We have entered the age of "The Cloud." In many regards the cloud is just old wine in new bottles. More and more we hear seasoned professionals accept this notion because, really, the cloud is just another form of time sharing that has been with us for decades. But there are a couple of wrinkles that are starting to turn the cloud into a useful paradigm.

We took a look this month at some technologies that actually make the cloud a unique and perhaps critical solution to the huge problem of malware, APTs and the ever-increasing attacks against the enterprise and, more important the users and data on it. In fact, these products - services, really - are perhaps the best, if not the only, solutions to the types of problems that did not exist in the old days of time sharing.

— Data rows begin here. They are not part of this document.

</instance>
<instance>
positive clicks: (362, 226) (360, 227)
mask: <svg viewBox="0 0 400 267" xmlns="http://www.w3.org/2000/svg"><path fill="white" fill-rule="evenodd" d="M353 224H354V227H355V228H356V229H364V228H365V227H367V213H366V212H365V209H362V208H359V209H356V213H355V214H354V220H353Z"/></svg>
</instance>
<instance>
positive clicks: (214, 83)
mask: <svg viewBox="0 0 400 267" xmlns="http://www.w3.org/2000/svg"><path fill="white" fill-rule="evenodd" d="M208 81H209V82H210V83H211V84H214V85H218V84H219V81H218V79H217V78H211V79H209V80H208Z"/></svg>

Today we are in a world of distributed computing. Any remote computing capability must address that distributed model. We also are deeply embroiled in mobile computing and that includes BYOD. Now the computing model becomes even more complex. So this month we take a brief excursion into the cloud and we examine three cloud security services.

To be fair, though, they are not all pure security services. Two are, rather, cloud services whose main attraction may be the security they provide. One, for example, is better described as a secure data center in the cloud. Another is a secure application delivery system. The third - and this is pure security in the most classic sense - provides encryption for data in and passing through the cloud.

Back to our discussion of The Cloud. Without belaboring the issue too much, cloud computing means that you are relegating your organizational computing to systems completely outside of your control. You no longer control the data center. You no longer control security policy or its application and you no longer control access. You now depend on an organization - over which you have virtually no control - to manage your organizational data, and you transfer your trust from systems and policies you control to someone who has a contract that usually prohibits you from even the most fundamental security functions since the infrastructure is not yours.

Moreover, you do not control the employees, the employment criteria or physical access. In short, you are handing off your data to strangers and hoping that the little piece of paper that constitutes your agreement with them is sufficient to keep you data from damage, loss or worse. Nobody in his or her right mind would do that. Right? Wrong. Cloud computing is the fastest growing segment of computing and it is up to users to beware of the pitfalls.

That fact - and it is fact, not supposition - has generated an emerging product type that lets cloud users take back control. It also could not be done any other way than from the cloud itself. Because the cloud is a virtualized environment it is, by its nature, multi-tenancy. That makes cloud computing a sort of free-for-all that requires user organizations to find some way to achieve the same benefits as they would have with their own data centers.

The three services we look in the following pages are doing exactly that and more. For example, the availability of data centers around the world that are in synchronization makes every remote access behave as if it was local. Performance soars and security is solid. Having such things as malware control in the cloud has two big advantages. First, the aggregation of data from thousands of users allows on-the-fly currency of malware signatures. Second, forcing users to access dangerous places through a protective barrier that is always on and always available reduces damage to organizational data assets to nearly nothing.

And that protection of users in a multi-tenant environment? By protecting the data and the access to the internet on a per-user basis virtual isolation takes over and the results are that performance and security exceed the old data center model. 

So, about that new bottle stuff...the bottles are fantastic and the wine is delicious.